Final answer:
To maintain the ratio of j to k (11:12) when j is multiplied by 17, k must also be multiplied by 17.
Step-by-step explanation:
The question asks us to find the factor by which k should be multiplied to maintain the ratio of j to k (which is 11:12) when j is multiplied by 17. First, we need to represent the given ratio algebraically, which can be expressed as j:k = 11:12. If we multiply j by 17, to keep the ratio same, the equation becomes 17j: k' = 11:12, where k' is the new value of k.
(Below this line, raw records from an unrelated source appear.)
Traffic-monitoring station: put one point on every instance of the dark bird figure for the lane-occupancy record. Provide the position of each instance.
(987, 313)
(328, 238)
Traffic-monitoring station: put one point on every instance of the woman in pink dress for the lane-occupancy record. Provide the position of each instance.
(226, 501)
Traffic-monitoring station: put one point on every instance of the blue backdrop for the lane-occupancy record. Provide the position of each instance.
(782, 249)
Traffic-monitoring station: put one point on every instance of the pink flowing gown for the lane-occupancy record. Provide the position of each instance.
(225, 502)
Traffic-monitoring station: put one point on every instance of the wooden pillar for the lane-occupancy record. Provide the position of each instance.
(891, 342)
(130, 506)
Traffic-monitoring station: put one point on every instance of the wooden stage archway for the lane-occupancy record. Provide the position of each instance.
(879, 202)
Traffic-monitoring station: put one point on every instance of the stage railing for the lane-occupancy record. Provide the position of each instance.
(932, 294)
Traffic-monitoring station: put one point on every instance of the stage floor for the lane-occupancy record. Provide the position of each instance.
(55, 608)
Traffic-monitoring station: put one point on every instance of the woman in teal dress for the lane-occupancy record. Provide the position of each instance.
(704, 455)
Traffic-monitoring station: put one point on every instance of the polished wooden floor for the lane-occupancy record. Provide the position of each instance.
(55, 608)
To find out what k should be multiplied by, we need to set up a proportion. Therefore, 17j/j = k'/k. Simplifying this, we get 17 = k'/k. Answering the question, k should be multiplied by 17 to maintain the same ratio after j has been multiplied by 17.
To maintain the same ratio between j and k when j is multiplied by 17, we need to find the value of k. In the given ratio, j:k is 11:12. After multiplying j by 17, the new ratio becomes 17j:k. Since we want the ratio to remain the same, we need to find the value of k that maintains the ratio 17j:k as 11:12.
To do this, we can set up a proportion: (17j) / k = 11 / 12. Cross multiplying and solving for k, we get k = (12 * 17j) / 11.
So, k should be multiplied by (12 * 17) / 11 to maintain the same ratio when j is multiplied by 17.